Endless Library

A tool to download more books than you'll ever read.

The Problem

Downloading e-books can be a confusing, time-consuming process, if you don’t know what you’re doing. Uploading the e-books to a Kindle is just another step getting in the way of reading.

The Solution

A tool to easily download and send books to a Kindle, featuring a search menu, Goodreads list imports, and an intuitive CLI menu.

Anna's Archive Scraper

When searching for the best aggregator of e-books, I stumbled upon Anna’s Archive. Unfortunately, they do not have an API. Fortunately, their website is very easy to scrape using Python and Beautiful Soup. The scraping process begins by formatting a URL to include the search term, along with the search filters (English, .epub, hosted on libgen). The book entries that are returned from that webpage are then scraped for the title, author, metadata, and MD5. The MD5 is how books are addressed on the libgen servers, so appending it to the proper base URL yields the relevant download link for the book, without the need for additional scraping. From there, the list of entries will be filtered, returning only entries that are relevant to the user.

Goodreads Scraper

Goodreads is the most popular book based social network. One of the main features of Goodreads is the ability to make and view lists of books. I sought out to scrape these lists, and then pass them into the Anna’s Archive scraper, allowing for a more efficient, automated experience. Unfortunately, Goodreads does not have an API either. Fortunately, it is also very easy to scrape. Goodreads has three main types of lists: personal lists (want to read, read), Listopia lists (aggregated lists voted on by the community), and series lists. While the formatting differs slightly, they all have a similar structure, and house the same metadata in their entries. When a user inputs the URL to one of these lists, the program determines which type of list it is, and scrapes accordingly. Each entry in the list is scraped for the title and author, and are then passed as the search terms to the Anna's Archive scraper.

Kindle Intergration

Each Kindle, whether it's an actual Kindle device or an app instance on a different device, is assigned a Kindle e-mail address. If you send an e-mail to that address with an e-book file as an attachment, it will automatically load that e-book onto the Kindle. Utilizing built in Python libraries, it is very easy to send an e-mail. As a Gmail user, I opted for the simplest implementation, which is using the Gmail SMTP server. To authenticate this process, I generated a 2FA app password, allowing the program to securely send an email from my Gmail account.

CLI Menu

To allow the user to interact with the program, I opted for a CLI menu interface. While it's not the most elegant solution, it gets the job done. Upon launching, the user is prompted with either: [1] Search Mode, or [2] List Mode.

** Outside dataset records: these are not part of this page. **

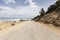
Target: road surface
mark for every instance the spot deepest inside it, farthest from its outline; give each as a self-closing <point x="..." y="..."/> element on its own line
<point x="29" y="31"/>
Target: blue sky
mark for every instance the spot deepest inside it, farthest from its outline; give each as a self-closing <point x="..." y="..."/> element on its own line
<point x="26" y="9"/>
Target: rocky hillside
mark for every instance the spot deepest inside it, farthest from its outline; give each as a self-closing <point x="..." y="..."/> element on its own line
<point x="50" y="18"/>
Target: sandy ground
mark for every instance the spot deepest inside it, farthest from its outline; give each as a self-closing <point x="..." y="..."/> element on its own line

Search Mode (a.k.a. Interactive Search)

Search mode acts as you would probably expect: enter the search term, and select an entry from the returned list of results. The returned list will display (up to) the first ten scraped results, and includes the title, author, and file size of each entry. The user then selects the number of their desired entry, or can enter ‘back’ to try rewording their search term, or ‘exit’ to close the program entirely. Once an entry is selected, the program will scrape the libgen link of the MD5 from that particular entry, and download the book to the ‘downloads’ directory. If ‘kindle’ mode is enabled, the downloaded book will then be sent to the user’s kindle. If the download fails for any reason, the list of returned entries will display again, and prompt the user to try a different entry.

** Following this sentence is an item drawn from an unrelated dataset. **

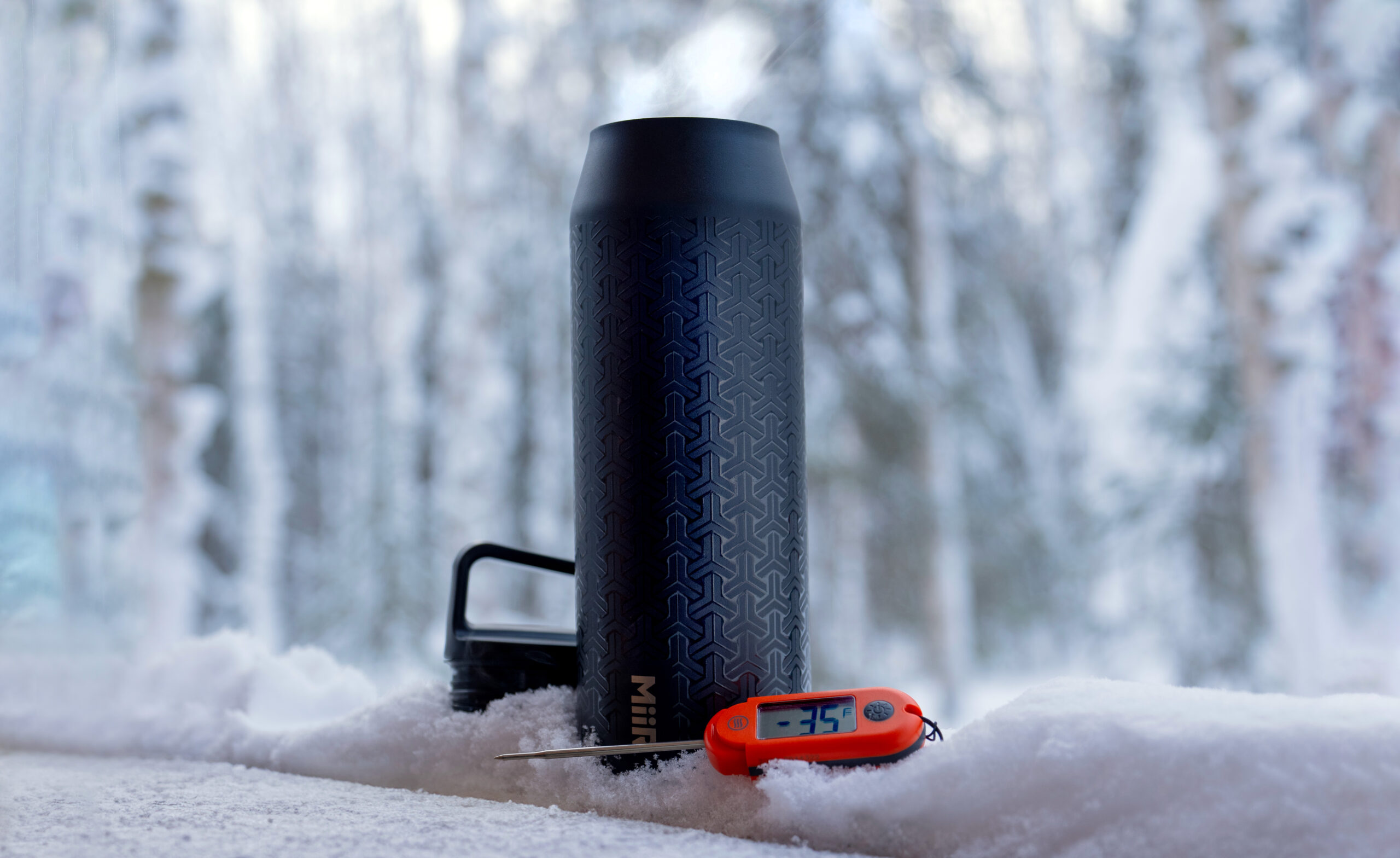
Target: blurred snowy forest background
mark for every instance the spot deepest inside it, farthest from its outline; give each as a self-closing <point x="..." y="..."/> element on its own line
<point x="1102" y="305"/>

List Mode (a.k.a. Automated Search)

List mode prompts the user to enter the URL of a Goodreads list. After validating the URL input, the program will ask the user how many books from the list they would like to download (some lists will include hundreds of thousands of books, so it’s necessary to define the scope before scraping). From there, sit back and relax as the program iterates through every book in the list (within the defined scope). If a particular entry for a book fails to download, it will simply retry with the next entry. Upon completion of a list, the program will provide a list of failed downloads (if there are any).

Reflection

Most of the projects I work on are prompted from thinking “there has to be a better way”, and this one was no exception. I sought out to design an easier way to get books onto my Kindle and did exactly that. While I’ll ever need to load the thousands of books on the “Books That Everyone Should Read At Least Once” list onto my Kindle, it’s nice to know that I could, with very minimal effort.

From a skills standpoint, working on this project taught me the ins and outs of web scraping. It also allowed me to continue refining my Python and coding skills as a whole. In the future, I’d like to implement additional sources as a redundancy, if all downloads fail from a particular source. Furthermore, I’d like to set up an automated service to regularly scrape my Goodreads “want to read” list, and send those books to my Kindle, without me having to even think about it. Overall, I’m super pleased with how this turned out, and I will definitely continue to use this whenever I’m in need of some books!